Esperava-se a maior audiência de sempre para um debate presidencial. Durante dias, a imprensa antecipou e especulou, comparando a experiência política de Clinton e o sentido do espectáculo de Trump. Como previsto, Trump ameaçou a China e Clinton ameaçou os ricos, Clinton acusou Trump de ser amigo de Putin e Trump acusou Clinton de esconder e-mails. Muitos comentadores lamentam que não seja possível perderem os dois. Mas talvez seja.

O ponto mais relevante destas eleições é este: ambas as candidaturas, de maneira diferente, traduzem o divórcio entre as elites partidárias e os seus eleitorados. Trump foi imposto pelos eleitores à elite do partido, enquanto Clinton foi imposta pela elite do partido aos eleitores. Na liderança republicana, ninguém esperava Trump, que aliás só deixou de ser um Democrata em 2009. A escolha era Jeb Bush, irmão do presidente George W. Bush. Mas debate após debate, primária a seguir a primária, Trump surpreendeu, persistiu e acabou por ganhar. Significativamente, os Bush recusaram-se até agora a juntar-se à sua campanha. Do outro lado, a elite democrata estava com Clinton. Foi necessário um neófito, Bernie Sanders, que aderiu ao partido apenas em 2015, para haver alternativa. Os eleitores mostraram-lhe logo um entusiasmo que Clinton nunca lhes mereceu, forçando a máquina do partido a todos os truques para favorecer a candidata. Quantos democratas não votarão, ou votarão sem qualquer ânimo?

Em grande medida, este divórcio entre líderes partidários e eleitores foi, como noutros países ocidentais, provocado pela contestação ao internacionalismo e à globalização. A elite política americana adoptou as causas da globalização e do internacionalismo desde a II Guerra Mundial, como uma espécie de obrigação inerente à importância da economia e do poder militar americano. Os EUA tinham obrigação de serem a esquadra de polícia e o albergue do mundo. Precisamente, Trump e Sanders destacaram-se por não parecerem dispostos a carregar o “fardo dos americanos” (com Sanders mais focado no comércio do que na imigração). Foi assim que Trump prevaleceu entre os republicanos, apesar de negar tudo aquilo que parecia ser o dogma do partido, desde o Estado mínimo até à missão universal dos EUA e a intransigência perante o aborto.

Quais são as suas hipóteses? Trump e Clinton são os candidatos menos estimados de sempre. A esperança de cada um deles é que o rival inspire um pouco mais de repulsa. Desenvolveram, por isso, uma original sociedade de demonização mútua. Para Trump, Clinton é corrupta e mentirosa; para Clinton, Trump é racista e imita Putin. Ambos sabem que, sem o outro, já estariam fora de jogo. Perante um candidato republicano menos afectado por demagogia, Clinton já teria sido vítima da desconfiança que suscita; perante um candidato democrata sem tanta bagagem de escândalos, talvez Trump tivesse parecido demasiado arriscado para subir tão alto.

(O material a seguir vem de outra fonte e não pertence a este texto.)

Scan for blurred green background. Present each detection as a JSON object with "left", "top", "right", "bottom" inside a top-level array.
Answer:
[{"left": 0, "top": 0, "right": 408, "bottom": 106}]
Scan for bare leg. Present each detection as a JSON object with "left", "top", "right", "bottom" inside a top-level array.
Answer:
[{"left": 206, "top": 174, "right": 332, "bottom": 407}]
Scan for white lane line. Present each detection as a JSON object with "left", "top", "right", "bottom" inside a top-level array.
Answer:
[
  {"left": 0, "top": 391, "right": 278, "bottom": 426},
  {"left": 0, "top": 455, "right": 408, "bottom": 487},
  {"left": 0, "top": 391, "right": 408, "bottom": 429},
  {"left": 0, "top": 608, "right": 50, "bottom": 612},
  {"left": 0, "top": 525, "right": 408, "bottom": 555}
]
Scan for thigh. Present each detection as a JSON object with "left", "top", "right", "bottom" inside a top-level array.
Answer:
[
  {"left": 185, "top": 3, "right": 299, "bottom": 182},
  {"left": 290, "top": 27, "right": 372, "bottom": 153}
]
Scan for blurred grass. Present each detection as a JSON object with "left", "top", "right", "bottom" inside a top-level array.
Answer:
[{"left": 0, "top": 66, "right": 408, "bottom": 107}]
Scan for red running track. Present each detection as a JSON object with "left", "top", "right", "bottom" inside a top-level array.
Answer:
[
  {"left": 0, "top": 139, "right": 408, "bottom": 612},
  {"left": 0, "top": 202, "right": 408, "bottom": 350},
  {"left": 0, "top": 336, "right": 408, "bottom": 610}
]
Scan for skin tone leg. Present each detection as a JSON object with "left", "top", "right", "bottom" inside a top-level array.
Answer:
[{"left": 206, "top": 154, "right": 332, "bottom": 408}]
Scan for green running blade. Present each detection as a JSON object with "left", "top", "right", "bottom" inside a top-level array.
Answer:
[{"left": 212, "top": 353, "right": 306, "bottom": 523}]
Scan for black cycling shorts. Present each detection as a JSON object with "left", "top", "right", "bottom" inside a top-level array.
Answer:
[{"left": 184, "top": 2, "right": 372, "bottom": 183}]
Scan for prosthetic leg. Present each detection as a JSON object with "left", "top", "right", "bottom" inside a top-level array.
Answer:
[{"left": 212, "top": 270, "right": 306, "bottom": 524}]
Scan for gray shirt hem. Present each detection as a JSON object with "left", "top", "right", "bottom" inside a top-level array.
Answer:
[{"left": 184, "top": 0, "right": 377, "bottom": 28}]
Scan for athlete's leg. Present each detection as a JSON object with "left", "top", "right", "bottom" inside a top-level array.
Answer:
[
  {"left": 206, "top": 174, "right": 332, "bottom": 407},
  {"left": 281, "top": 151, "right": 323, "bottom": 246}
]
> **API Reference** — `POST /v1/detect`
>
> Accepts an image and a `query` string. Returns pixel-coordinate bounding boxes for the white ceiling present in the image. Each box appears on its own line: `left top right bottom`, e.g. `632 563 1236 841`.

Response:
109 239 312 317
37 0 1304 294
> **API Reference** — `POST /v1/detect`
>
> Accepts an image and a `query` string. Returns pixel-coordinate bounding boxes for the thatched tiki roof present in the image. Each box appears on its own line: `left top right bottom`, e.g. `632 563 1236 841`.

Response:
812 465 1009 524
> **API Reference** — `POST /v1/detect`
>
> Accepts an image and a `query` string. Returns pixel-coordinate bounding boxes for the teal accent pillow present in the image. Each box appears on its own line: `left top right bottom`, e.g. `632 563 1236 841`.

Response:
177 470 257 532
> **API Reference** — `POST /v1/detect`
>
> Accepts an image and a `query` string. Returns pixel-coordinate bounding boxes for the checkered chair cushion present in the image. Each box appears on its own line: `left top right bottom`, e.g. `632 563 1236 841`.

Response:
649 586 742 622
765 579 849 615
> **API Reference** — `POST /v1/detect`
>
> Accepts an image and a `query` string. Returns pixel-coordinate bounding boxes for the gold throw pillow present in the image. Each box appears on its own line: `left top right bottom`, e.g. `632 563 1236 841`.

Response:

A discussão neste momento centra-se no que cada um deve fazer para derrotar o outro. De facto, Trump pode derrotar Clinton, e Clinton também pode derrotar Trump. O que nenhum porventura pode é vencer as eleições com um mandato forte para liderar o país. Numa sociedade tão polarizada, não será fácil propiciar boas vontades; perante tantas incertezas, como cultivar confiança? Até Obama, o messias de 2008, falhou. Trump talvez consiga dar voz aos cidadãos fartos de um poder “politicamente correcto”, mas como vai lidar com os compromissos externos dos EUA? Entregará a Europa a Putin, e o Oriente à China? A União Europeia aguenta um Brexit, mas o mundo não suportará um Americaexit. Quanto a Clinton, talvez mantenha o sentido de responsabilidade diplomática das velhas elites americanas, mas como vai compensar, dentro do país, a repugnância dos cidadãos pela sua falta de transparência? Sem maiorias no congresso, não é impossível que acabe como uma espécie de Dilma Roussef norte-americana. Estas são eleições em que derrotar o adversário não vai chegar para ganhar. Sim, é possível que ambos os candidatos venham a perder, cada à sua maneira.